Naturally, regardless of how much time he sees in that position, the experiment will face a rigorous test without hesitation as the Rangers are on deck for two of Boston’s first three games.

With their first-place finish in the standings and 20-game run to the conference finals last year, the Blueshirts obliterated all secrets as to their second-nature shot-blocking habit. That along with all other aspects of their laser-beamed defensive fortress was rewarded with the fifth-best penalty killing percentage in the 2011-12 regular season.

At even strength, the Rangers are vying to sustain or enhance a defense that finished third in the NHL with 2.22 goals against per night in the regular season and the same slot with 2.05 in the playoffs.

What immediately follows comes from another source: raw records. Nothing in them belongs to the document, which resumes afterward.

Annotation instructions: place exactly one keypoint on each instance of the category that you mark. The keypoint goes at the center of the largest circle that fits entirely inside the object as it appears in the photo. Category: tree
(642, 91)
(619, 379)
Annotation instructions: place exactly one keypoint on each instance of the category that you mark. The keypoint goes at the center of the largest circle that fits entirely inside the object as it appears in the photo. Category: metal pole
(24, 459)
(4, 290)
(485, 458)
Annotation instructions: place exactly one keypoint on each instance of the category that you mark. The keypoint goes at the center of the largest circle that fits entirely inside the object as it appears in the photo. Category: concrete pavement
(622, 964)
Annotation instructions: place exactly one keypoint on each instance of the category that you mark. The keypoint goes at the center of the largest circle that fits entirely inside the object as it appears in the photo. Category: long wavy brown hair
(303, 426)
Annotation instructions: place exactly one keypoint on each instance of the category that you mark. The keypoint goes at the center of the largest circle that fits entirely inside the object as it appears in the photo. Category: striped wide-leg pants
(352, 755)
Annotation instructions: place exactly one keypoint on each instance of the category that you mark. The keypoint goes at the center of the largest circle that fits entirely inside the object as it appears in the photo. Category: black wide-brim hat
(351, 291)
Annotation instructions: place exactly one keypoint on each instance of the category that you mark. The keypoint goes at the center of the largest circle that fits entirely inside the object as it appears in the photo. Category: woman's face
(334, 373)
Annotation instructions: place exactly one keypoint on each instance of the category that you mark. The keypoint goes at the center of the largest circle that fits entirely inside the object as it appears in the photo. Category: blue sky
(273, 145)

The Bruins themselves managed merely two goals apiece in two meetings with New York, dropping the others by 3-0 and 4-3 decisions. Although, in the latter game on March 4, 2012, the third line had a hand in two Boston strikes with the sophomore Caron claiming a hand in each.

In addition, three of the Bruins’ seven goals in the season series came from a defenseman. In turn, with playmaking being his forte, Bourque can vie to make an immediate impact on the power play by dishing a delectable feed to a full-blooded blueliner on the other point.

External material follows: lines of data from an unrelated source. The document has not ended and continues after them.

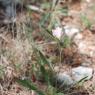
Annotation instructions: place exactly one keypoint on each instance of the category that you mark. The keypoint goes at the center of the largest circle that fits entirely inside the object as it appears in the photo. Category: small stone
(81, 72)
(64, 79)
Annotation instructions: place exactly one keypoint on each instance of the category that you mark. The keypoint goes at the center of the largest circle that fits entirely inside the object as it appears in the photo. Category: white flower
(57, 32)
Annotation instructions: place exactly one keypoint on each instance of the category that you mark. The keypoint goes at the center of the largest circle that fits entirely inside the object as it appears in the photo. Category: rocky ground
(77, 64)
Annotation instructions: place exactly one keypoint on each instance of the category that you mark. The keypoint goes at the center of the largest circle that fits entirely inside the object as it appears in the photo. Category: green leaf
(44, 60)
(45, 74)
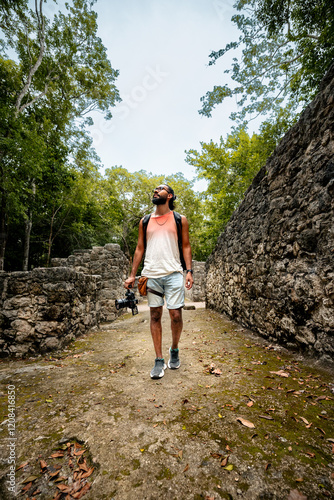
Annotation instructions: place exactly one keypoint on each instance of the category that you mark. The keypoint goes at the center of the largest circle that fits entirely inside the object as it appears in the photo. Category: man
(159, 239)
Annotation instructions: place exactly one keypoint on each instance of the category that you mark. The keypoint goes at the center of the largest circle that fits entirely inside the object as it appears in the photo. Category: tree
(287, 46)
(134, 193)
(229, 167)
(61, 74)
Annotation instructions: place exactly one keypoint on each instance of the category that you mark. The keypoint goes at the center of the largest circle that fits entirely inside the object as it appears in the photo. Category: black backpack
(178, 221)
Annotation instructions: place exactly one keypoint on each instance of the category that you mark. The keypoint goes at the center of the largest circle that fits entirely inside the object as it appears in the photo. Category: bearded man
(164, 238)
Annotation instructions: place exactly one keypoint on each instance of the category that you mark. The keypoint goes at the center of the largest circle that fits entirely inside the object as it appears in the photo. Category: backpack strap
(146, 219)
(178, 220)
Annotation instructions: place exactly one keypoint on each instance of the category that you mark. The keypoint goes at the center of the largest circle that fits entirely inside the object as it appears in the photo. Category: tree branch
(34, 68)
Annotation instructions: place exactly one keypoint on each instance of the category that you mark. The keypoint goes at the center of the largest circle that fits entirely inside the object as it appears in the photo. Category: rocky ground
(241, 419)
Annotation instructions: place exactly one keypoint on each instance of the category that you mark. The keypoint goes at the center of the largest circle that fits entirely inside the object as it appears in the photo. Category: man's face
(160, 195)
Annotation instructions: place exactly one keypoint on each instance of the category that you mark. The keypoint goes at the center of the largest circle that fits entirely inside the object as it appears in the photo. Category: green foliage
(134, 192)
(287, 46)
(61, 72)
(229, 167)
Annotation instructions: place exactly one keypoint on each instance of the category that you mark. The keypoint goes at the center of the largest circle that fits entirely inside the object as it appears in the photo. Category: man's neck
(162, 209)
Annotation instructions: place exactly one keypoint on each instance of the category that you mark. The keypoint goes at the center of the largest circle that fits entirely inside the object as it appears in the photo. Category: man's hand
(189, 281)
(129, 282)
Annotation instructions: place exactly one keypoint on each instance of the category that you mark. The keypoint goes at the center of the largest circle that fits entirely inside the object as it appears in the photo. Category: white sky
(161, 48)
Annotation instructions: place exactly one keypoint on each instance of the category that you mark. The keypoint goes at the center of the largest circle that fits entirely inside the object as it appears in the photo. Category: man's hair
(171, 201)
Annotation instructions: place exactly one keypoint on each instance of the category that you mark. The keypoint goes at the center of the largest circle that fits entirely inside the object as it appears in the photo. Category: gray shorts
(172, 286)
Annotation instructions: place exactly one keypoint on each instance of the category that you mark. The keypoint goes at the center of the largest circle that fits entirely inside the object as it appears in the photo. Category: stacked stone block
(110, 263)
(197, 292)
(45, 309)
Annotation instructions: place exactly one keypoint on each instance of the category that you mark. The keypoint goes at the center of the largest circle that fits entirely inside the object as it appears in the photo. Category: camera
(130, 301)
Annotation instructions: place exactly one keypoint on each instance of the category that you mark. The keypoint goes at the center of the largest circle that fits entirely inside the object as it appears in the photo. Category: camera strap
(155, 292)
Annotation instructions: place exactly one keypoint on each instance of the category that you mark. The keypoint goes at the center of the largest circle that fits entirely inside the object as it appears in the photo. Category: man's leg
(156, 329)
(176, 326)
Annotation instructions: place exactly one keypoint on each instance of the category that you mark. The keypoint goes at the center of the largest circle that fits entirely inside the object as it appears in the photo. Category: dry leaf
(64, 488)
(296, 495)
(43, 464)
(88, 473)
(30, 479)
(228, 467)
(54, 474)
(27, 487)
(305, 421)
(79, 453)
(58, 454)
(245, 422)
(281, 373)
(22, 465)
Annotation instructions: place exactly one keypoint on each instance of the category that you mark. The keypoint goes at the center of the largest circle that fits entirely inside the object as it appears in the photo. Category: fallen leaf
(43, 464)
(296, 495)
(228, 467)
(245, 422)
(305, 421)
(281, 373)
(82, 492)
(27, 487)
(22, 465)
(64, 488)
(79, 453)
(30, 479)
(54, 474)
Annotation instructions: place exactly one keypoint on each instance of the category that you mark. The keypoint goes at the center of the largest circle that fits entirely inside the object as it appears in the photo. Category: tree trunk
(3, 231)
(26, 248)
(27, 232)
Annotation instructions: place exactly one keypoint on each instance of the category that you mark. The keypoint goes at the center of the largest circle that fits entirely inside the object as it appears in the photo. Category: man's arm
(186, 248)
(137, 258)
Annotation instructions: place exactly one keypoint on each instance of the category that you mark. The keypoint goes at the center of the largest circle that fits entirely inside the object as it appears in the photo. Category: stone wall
(111, 264)
(45, 309)
(197, 292)
(273, 267)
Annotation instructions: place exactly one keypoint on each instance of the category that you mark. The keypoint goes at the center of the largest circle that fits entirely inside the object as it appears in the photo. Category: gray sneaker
(174, 360)
(159, 368)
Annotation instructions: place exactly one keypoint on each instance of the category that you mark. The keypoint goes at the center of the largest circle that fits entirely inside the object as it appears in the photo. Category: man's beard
(159, 200)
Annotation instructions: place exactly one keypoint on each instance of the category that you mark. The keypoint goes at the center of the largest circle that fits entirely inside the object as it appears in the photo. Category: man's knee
(176, 315)
(156, 313)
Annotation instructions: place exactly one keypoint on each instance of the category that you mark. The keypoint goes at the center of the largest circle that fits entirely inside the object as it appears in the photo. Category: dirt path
(178, 438)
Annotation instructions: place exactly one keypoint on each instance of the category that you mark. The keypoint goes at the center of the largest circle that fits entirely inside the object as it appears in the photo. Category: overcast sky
(161, 49)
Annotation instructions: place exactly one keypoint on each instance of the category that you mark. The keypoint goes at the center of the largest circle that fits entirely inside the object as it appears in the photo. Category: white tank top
(162, 256)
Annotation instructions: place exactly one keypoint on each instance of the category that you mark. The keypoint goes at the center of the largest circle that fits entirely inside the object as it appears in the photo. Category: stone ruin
(273, 267)
(44, 309)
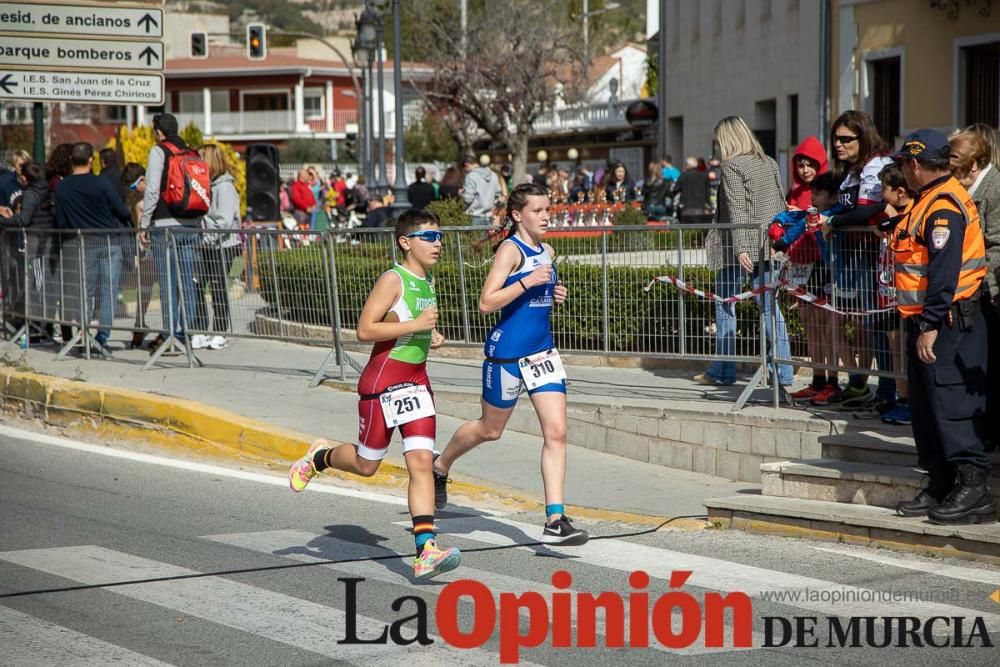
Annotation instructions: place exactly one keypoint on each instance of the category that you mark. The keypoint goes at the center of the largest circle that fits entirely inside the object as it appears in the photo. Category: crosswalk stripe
(712, 573)
(286, 543)
(936, 569)
(306, 625)
(27, 640)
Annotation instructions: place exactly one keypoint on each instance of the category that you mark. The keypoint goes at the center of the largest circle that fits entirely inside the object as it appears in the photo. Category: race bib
(541, 369)
(798, 274)
(405, 405)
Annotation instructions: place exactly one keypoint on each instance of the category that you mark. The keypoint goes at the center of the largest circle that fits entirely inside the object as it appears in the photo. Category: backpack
(186, 189)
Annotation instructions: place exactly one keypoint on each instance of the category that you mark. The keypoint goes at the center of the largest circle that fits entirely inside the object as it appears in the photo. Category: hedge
(639, 321)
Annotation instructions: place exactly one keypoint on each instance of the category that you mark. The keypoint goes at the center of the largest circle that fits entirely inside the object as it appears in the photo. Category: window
(313, 104)
(884, 96)
(193, 101)
(981, 84)
(265, 102)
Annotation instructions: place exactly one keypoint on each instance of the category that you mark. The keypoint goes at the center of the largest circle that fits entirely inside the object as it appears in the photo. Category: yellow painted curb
(181, 424)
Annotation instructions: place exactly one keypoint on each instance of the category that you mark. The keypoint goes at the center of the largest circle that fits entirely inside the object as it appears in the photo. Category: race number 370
(406, 405)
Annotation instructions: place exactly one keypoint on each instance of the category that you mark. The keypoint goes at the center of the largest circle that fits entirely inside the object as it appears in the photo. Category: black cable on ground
(291, 566)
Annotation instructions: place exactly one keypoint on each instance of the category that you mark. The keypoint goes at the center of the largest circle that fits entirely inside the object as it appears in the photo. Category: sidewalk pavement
(268, 381)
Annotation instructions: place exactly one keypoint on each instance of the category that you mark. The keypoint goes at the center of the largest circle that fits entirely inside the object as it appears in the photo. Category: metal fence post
(466, 332)
(605, 314)
(681, 312)
(331, 291)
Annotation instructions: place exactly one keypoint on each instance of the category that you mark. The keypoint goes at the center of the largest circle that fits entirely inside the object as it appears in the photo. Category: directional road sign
(84, 87)
(80, 54)
(95, 20)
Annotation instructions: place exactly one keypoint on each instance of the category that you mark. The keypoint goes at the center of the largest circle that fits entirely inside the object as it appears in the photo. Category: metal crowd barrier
(854, 327)
(309, 287)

Any pass in that arrangement or to Kelly or Peverley during five-on-five could blossom into a boon, or any given pass could be picked off to a statistically detrimental degree. The latter event would not be an utter shock, though it would be a test of short-term resilience and poise.

But any stimulating looks at the Rangers net, whether they are rewarded or not, will be a critical plus point, especially if Bourque is to be pressed into a regular role on the big club.